Unfortunately for Håkon, and subsequent Norwegian history, the population was firmly pagan and the king’s attempt to impose Christianity only managed to alienate most of his subjects. Perhaps over time he would have had been successful, but in 961 the royal nephews invaded again, and although Håkon’s army was victorious, he was mortally wounded in the struggle.
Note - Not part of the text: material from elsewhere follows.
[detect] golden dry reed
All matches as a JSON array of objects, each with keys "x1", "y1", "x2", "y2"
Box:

Erik’s oldest son Harald Greycloak was chosen as the new king, but he had little real authority. While Norway had been plagued by infighting, powerful kings had risen to the south and united the kingdom of Denmark. It was to these rulers that the sons of Erik Bloodaxe had appealed, and when they invaded Norway it was at the head of a Danish army. Harald Greycloak had won his throne, but the price for Danish aid had been to accept the Danish king as an overlord. After less than a century of independence, Norway had slipped back into chaos.
Chapter 20
Harald Bluetooth
“…Harald who conquered for himself the whole of Denmark and Norway and made the Danes Christian.”
- Inscription on the Jelling Stone
Medieval Denmark was considerably
larger than its modern incarnation. Extending across parts of Germany, Sweden, and Norway, it had the densest population and was by far the most powerful of the Scandinavian kingdoms. Much of its strength was due to a remarkable tenth century family that ruled from their stronghold of Jelling on the eastern side of the Danish peninsula.
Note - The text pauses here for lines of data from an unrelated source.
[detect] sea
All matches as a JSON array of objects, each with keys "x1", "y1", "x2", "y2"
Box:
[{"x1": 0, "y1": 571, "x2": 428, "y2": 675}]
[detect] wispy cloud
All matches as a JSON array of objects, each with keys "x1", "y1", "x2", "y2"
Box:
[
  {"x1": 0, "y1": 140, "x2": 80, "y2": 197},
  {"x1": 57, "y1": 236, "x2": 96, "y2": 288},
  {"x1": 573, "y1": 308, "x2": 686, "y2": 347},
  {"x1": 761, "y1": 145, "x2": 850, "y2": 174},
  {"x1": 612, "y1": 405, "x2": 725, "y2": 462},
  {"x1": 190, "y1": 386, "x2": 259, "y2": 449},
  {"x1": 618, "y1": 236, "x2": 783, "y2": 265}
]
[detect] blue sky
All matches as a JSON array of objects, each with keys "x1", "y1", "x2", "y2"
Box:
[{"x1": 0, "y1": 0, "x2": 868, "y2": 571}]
The family patriarch was Gorm the Old who started life as a typical Viking sea-king but managed to kill off or neutralize the surrounding petty rulers to unite most of the Jutland peninsula under his control.167 He was a Viking of the old type, a raucous worshiper of Odin, Thor, and Frey who claimed descent from Ragnar Lothbrok and spent each summer raiding.
Gorm was generally suspicious of Christians, probably because of the powerful German kingdom directly to his south, and was said to go out of his way to be cruel to them. He had good reasons to be worried. Thanks to the missionary activity inspired by the Frankish emperor, Louis the Pious, a century before, there was a small Christian community in the Jutland peninsula, and they would make a splendid pretext for the German king Henry the Fowler to intervene in Danish affairs.
Whether Henry used that excuse or another one is unclear, but early in Gorm’s reign a German army was sent over the Danevirke and Gorm was forced to recognize his southern neighbor as an overlord. This hardly checked the king’s raiding activities, although he does seem to have generally avoided German lands. His companion in most of these raids was his oldest son Canute, who was as vigorous a plunderer as he, and the two of them ransacked the coasts of northern France and the British Isles. Gorm’s younger son, Harald Bluetooth, stayed with his mother Thyra, a formidable woman who had led the Danish army against the invading Germans.168 She had a better reputation among Christians than her husband, and although pagan, may have exposed her son to at least a form of the new faith.